Deduplication in practice

In this article, you’ll discover various strategies on how to efficiently deduplicate large data sets in CluedIn.

Let’s start with the video, which shows a real-life scenario for deduplicating 100 thousand records.

To enhance the efficiency of your deduplication project and to be able to smoothly revert merges, we recommend that you follow these guidelines.

dedup-checklist.gif

When you need to run a deduplication project on a large set of data, we recommend that you start small and limit the size of data. This approach allows you to to verify the accuracy and efficiency of your matching rules before applying them to the entire data set. If the deduplication result doesn’t meet your expectations, you can easily and quickly revert changes and start again.

When it comes to matching rules, our recommendation is to create separate projects for strict and fuzzy matching functions, grouped by domain. There are two reasons for this recommendation:

  • Quick and efficient merging and unmerging. If all rules are consolidated within a single project and you decide to revert changes, all rules will be reverted, even those that were executed correctly. To prevent this, create separate projects for individual sets of rules. This way, you can selectively revert only those projects where rules didn’t work as intended.

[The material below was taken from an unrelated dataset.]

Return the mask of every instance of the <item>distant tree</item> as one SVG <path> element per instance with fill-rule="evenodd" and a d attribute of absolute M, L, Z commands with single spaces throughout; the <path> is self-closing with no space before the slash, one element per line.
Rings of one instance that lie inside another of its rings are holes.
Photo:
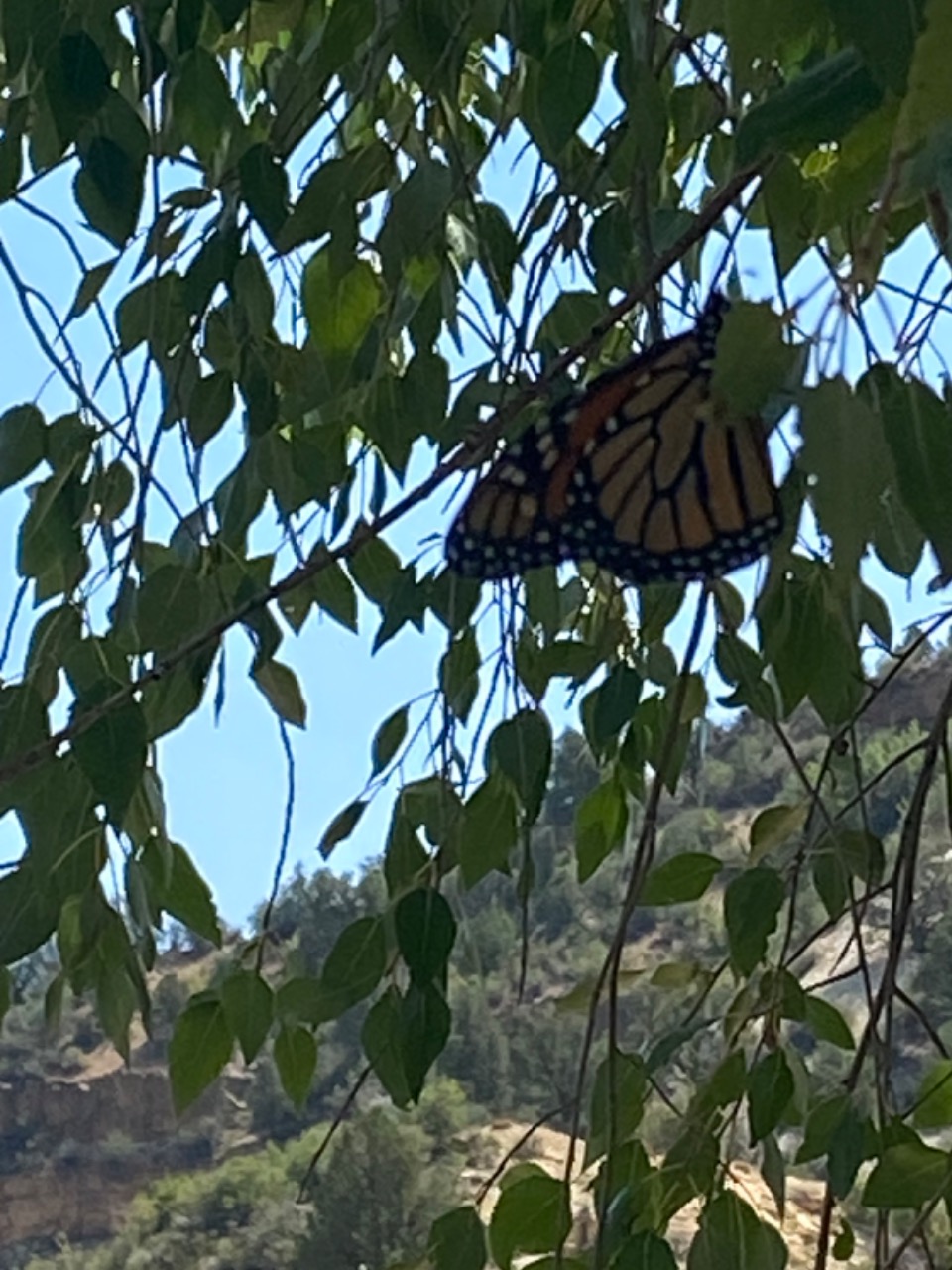
<path fill-rule="evenodd" d="M 345 1125 L 312 1187 L 302 1270 L 385 1270 L 419 1256 L 453 1201 L 451 1170 L 434 1170 L 430 1149 L 421 1128 L 383 1107 Z"/>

  • Streamlined management of projects on a day-to-day basis. If you have projects targeting a specific domain, and the data for that domain has been updated, then you can easily re-evaluate those specific projects. For example, suppose you have one project that merges duplicates based on first and last names and another project that merges duplicates based on addresses. Now, you add the libpostal library to enrich addresses. In this scenario, you can easily re-evaluate only the address-based project, knowing that first and last names have remained unchanged.

To increase the efficiency of your deduplication projects, start by running projects with strict equality matching functions to eliminate obvious duplicates.

Once you’ve reached a state with no duplicates based on equality matching, proceed to execute projects with fuzzy matching functions for a more nuanced deduplication process. Since you’ve already merged some records based on equality matching functions, this means that you now have fewer duplicates in the system, so fuzzy matching would run much faster.

Finally, when you achieve the desired outcome on a small data set, grow big and proceed to run the deduplication project on the entire data set.